Zeeman-Doppler imaging is a spectropolarimetric technique that is used to map the large-scale surface magnetic fields of stars. These maps in turn are used to study the structure of the stars' coronae and winds. This method, however, misses any small-scale magnetic flux whose polarization signatures cancel out. Measurements of Zeeman broadening show that a large percentage of the surface magnetic flux may be neglected in this way. In this paper we assess the impact of this 'missing flux' on the predicted coronal structure and the possible rates of spin-down due to the stellar wind. To do this we create a model for the small-scale field and add this to the Zeeman-Doppler maps of the magnetic fields of a sample of 12 M dwarfs.

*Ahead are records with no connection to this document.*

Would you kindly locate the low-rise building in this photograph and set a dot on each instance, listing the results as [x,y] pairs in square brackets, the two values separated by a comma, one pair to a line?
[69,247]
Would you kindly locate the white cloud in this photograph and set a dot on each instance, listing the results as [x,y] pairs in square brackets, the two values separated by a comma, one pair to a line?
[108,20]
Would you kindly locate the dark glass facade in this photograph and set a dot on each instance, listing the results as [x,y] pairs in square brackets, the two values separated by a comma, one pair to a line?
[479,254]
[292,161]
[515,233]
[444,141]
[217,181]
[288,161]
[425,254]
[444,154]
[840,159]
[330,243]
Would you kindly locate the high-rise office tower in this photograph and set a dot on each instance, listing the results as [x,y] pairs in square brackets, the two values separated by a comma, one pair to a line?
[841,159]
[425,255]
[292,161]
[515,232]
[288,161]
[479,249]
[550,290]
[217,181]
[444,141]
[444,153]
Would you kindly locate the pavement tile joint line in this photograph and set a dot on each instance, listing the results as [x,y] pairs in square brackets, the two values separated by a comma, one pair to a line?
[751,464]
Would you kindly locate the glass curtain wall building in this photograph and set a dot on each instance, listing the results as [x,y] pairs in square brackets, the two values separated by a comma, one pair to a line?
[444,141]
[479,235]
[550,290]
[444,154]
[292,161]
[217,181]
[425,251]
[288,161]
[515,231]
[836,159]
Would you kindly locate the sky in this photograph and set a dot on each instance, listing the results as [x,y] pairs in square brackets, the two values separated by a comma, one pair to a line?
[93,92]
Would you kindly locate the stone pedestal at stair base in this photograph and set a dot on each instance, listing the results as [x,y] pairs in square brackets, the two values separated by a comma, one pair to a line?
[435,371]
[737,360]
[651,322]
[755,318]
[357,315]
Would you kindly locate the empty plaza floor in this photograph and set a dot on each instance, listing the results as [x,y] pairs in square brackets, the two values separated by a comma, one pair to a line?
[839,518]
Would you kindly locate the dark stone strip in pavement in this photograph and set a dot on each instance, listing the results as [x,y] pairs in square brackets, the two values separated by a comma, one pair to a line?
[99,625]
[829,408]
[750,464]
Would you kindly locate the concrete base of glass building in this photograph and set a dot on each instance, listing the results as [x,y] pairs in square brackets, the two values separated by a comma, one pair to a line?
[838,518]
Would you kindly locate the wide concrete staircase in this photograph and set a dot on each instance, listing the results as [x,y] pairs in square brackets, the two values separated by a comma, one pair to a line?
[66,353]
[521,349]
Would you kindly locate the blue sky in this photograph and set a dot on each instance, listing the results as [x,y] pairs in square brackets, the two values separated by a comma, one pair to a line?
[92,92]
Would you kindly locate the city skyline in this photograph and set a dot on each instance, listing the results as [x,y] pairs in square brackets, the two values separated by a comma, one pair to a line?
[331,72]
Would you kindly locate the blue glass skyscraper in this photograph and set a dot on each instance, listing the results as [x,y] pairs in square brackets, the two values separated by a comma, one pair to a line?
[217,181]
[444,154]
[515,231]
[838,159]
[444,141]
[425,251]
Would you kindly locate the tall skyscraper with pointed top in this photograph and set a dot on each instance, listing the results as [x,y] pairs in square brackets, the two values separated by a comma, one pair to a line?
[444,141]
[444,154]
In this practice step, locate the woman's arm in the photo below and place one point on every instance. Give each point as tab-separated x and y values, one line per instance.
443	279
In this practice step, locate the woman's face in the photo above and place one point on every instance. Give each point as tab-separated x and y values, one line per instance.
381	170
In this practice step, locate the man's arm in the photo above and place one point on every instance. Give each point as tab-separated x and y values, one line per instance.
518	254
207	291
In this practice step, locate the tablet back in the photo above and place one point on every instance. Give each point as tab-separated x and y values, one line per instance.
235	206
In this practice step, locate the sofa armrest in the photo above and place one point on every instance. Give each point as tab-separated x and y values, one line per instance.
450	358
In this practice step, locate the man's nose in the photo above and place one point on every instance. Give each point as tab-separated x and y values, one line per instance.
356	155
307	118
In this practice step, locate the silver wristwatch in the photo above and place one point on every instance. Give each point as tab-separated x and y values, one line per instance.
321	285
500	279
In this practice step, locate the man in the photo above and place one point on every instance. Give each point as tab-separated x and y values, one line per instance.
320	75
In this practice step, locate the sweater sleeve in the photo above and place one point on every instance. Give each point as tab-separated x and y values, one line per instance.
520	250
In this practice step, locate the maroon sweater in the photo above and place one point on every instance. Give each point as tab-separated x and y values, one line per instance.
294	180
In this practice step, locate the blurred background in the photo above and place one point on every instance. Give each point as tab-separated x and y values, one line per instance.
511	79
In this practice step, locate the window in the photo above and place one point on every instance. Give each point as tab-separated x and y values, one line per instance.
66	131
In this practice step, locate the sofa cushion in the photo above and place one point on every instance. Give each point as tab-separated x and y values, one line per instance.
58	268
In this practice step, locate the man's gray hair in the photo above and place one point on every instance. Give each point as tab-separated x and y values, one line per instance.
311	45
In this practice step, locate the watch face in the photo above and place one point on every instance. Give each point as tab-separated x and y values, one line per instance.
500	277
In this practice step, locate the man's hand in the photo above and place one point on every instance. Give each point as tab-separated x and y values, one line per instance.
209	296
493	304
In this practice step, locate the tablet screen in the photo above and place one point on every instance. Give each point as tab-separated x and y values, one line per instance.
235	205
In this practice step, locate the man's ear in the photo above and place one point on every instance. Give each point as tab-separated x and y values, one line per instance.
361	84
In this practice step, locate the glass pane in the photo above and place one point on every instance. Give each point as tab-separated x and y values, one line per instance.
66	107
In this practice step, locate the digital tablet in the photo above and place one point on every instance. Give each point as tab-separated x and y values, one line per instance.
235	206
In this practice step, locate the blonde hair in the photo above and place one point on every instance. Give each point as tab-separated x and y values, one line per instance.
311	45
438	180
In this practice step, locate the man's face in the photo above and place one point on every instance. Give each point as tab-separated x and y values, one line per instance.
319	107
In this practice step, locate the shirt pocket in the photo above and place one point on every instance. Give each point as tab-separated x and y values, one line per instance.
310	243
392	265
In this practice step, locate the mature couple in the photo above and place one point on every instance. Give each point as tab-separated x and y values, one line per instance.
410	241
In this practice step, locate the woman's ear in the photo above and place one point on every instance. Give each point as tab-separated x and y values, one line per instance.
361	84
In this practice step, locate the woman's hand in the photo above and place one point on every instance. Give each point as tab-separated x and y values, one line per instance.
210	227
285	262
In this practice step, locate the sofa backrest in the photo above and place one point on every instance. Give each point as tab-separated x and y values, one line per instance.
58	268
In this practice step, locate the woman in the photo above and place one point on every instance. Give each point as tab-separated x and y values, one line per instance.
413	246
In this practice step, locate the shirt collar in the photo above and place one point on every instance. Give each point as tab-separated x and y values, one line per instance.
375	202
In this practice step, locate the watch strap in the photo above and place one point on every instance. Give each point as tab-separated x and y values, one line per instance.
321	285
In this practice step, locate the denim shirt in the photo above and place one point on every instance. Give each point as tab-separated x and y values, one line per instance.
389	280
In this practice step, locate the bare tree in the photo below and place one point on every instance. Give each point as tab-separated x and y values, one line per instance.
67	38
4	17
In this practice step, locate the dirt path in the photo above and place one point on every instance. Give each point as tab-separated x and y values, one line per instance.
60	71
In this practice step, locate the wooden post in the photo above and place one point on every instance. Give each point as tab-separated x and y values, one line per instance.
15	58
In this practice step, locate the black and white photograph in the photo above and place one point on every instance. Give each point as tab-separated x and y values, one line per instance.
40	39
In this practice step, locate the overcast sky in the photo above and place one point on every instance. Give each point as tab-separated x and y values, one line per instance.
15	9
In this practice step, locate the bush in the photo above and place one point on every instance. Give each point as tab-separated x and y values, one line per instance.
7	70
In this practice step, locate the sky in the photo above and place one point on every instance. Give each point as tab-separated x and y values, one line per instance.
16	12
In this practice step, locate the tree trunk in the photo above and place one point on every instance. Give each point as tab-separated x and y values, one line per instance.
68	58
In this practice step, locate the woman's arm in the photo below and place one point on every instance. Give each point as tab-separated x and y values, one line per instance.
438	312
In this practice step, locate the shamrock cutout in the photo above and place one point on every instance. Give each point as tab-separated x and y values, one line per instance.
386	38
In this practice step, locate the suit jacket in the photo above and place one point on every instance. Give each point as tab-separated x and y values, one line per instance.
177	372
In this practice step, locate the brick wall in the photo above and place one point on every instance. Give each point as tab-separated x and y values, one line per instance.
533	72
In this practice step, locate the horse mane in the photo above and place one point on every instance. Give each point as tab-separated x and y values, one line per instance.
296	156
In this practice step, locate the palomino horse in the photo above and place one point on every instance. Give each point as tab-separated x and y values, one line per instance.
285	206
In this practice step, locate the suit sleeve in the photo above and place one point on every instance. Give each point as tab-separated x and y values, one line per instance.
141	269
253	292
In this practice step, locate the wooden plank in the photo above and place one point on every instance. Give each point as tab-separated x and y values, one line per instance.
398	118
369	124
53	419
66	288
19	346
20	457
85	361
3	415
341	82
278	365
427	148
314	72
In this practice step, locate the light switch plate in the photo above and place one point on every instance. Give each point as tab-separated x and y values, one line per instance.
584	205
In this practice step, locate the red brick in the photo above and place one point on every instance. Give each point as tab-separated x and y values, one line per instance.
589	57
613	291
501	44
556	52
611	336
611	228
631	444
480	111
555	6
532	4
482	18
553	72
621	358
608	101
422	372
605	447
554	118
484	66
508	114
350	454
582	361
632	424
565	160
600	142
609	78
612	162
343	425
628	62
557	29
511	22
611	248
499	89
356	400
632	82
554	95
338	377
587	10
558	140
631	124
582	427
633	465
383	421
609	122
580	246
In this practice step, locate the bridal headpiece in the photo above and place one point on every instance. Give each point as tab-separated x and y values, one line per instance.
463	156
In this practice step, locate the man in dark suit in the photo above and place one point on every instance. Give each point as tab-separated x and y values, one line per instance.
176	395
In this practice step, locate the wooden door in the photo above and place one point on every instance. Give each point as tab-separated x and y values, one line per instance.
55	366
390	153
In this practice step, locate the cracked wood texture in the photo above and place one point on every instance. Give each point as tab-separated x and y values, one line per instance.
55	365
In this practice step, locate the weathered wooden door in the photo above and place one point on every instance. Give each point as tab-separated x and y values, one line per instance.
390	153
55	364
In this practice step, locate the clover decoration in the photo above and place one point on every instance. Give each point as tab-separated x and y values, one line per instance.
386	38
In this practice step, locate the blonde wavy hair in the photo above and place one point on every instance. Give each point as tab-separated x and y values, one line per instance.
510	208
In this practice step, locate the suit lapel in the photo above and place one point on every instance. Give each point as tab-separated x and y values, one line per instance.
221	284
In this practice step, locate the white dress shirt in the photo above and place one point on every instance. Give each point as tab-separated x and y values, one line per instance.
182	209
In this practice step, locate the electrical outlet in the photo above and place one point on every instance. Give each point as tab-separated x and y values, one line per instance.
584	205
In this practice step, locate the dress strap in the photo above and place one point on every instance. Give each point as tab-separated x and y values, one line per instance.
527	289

We extrapolate this combined field and determine the structure of a hydrostatic, isothermal corona. The addition of small-scale surface field produces a carpet of low-lying magnetic loops that covers most of the surface, including the stellar equivalent of solar 'coronal holes' where the large-scale field is opened up by the stellar wind and hence would be X-ray dark. We show that the trend of the X-ray emission measure with rotation rate (the so-called 'activity-rotation relation') is unaffected by the addition of small-scale field, when scaled with respect to the large-scale field of each star. The addition of small-scale field increases the surface flux; however, the large-scale open flux that governs the loss of mass and angular momentum in the wind remains unaffected. We conclude that spin-down times and mass-loss rates calculated from surface magnetograms are unlikely to be significantly influenced by the neglect of small-scale field.